По профессии Блит-младший был страховым агентом в конторе Ллойда и занимал крохотный кабинетик в главном здании корпорации на Лайм-стрит, пока его косвенное участие в жутком скандале, разразившемся в мире страховых компаний в середине восьмидесятых годов, не положило конец карьере, по сути не успевшей начаться.
Хьюго внезапно сжал его в объятиях.
— Чертовски, чертовски рад видеть тебя! — восклицал он над ухом у Тома. — Не могу передать тебе, как я расстроился, увидев тебя на больничной койке. Ты напоминал покойника! Просто глазам не верилось! Я имею в виду, что, когда мы пили за неделю до этого, ты выглядел чудесно. Просто тип-топ.
Не вслушиваясь в бормотанье друга, молодой человек разглядывал Хартгроува, возникшего за плечом Блита. Слуга пристально смотрел на них, лицо его казалось непроницаемой маской, но тусклые глаза были тверже кремня.
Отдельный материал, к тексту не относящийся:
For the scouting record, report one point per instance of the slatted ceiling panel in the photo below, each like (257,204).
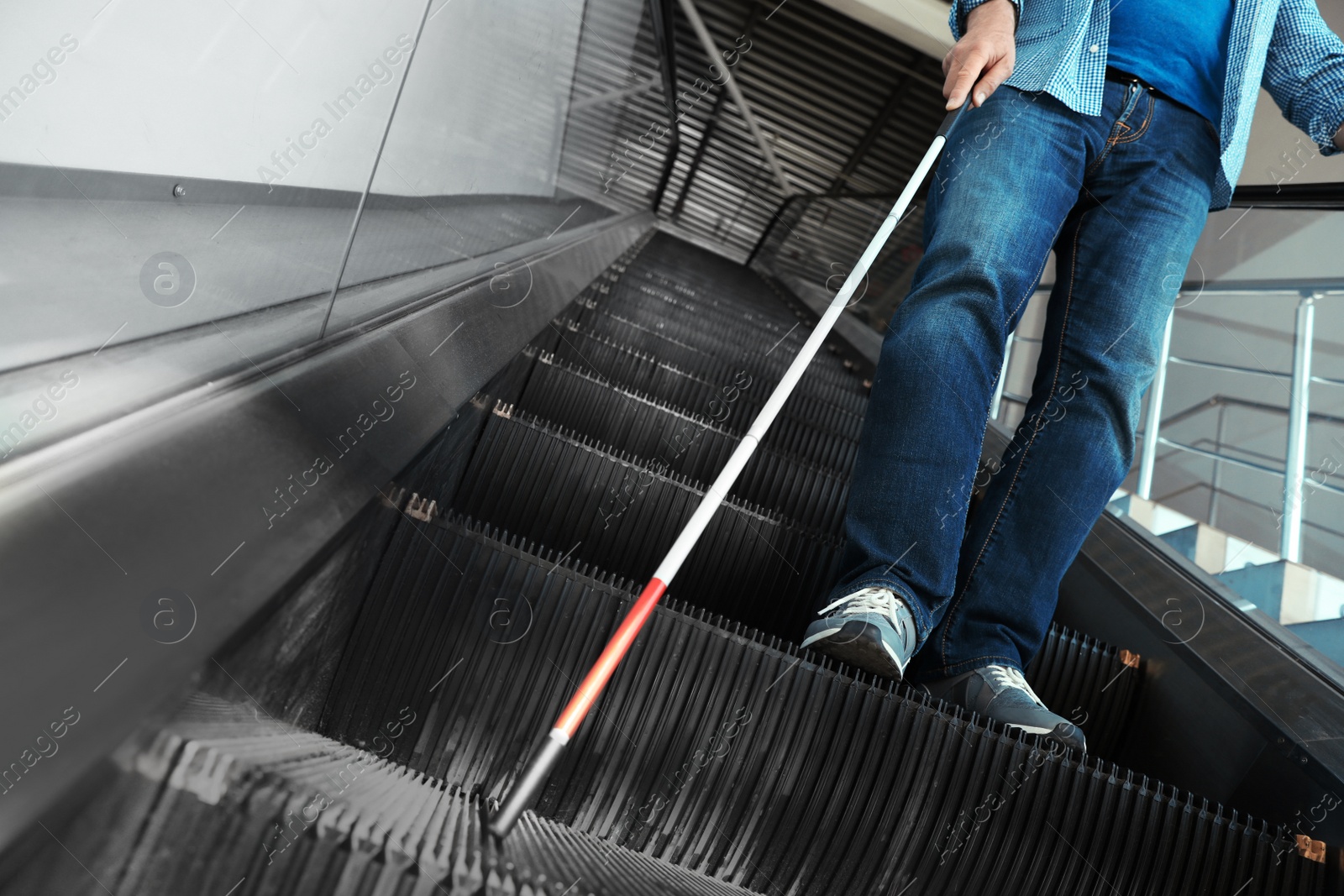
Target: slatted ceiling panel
(598,125)
(816,80)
Ребенком Том всегда чувствовал себя неловко в присутствии дворецкого — да нет, он просто чертовски боялся этого похожего на грифа человека с мертвенными чертами лица и длинной, тонкой, сухой шеей, возвышавшейся над сутулыми плечами, всегда одетого в униформу темных тонов. Тому казалось, что Хартгроув постоянно наблюдает за ним холодными тусклыми глазами, как будто его возмущает присутствие в Большом Доме сына гувернантки, ставшего бы нищим, если бы не безграничная щедрость его хозяина. Возможно, он надеялся поймать мальчишку, когда тот сунет в карман одну из игрушек Хьюго или запачкает мебель. Прошло много лет, но Том ощутил, как его охватывает привычная дрожь. Ему с трудом удалось переключиться на другую тему.
— Эй, Хьюго, ты ведь не собираешься раздавить меня?
Тот немедленно отпрянул.
— Извини, не мог удержаться. Просто я так... так...
— Чертовски рад меня видеть, — закончил вместо него Том.
— Верно, — Хьюго легонько толкнул его в плечо.
Том вновь окинул взглядом дом, избегая смотреть на мрачного слугу, замешкавшегося на верхних ступенях. Его глаза обежали весь Замок, до самой крыши. Строение, с его темными окнами и высокими, выступающими вперед фонарями, казалось, нависало над ним с очевидной угрозой.
— Как он, Хьюго?
Тот оглянулся, проследив за взглядом друга.
— Бывают дни, когда отец слегка оживает, зато иногда... он, кажется, уходит так далеко, что дальше только смерть. Увы, в наши просвещенные дни ничего больше нельзя сделать для человека с больным сердцем. А учитывая его нынешнюю слабость, пересадка невозможна. Он недостаточно силен, чтобы выдержать операцию, а без нее о выздоровлении не может быть и речи. Возможно, обрати мы раньше внимание на его состояние, все повернулось бы по-другому. Но ты знаешь, старик никогда не был, что называется, в хорошей форме, поэтому мы не замечали изменений до тех пор, пока... — Хьюго умолк: наверное, ему было слишком тяжело продолжать.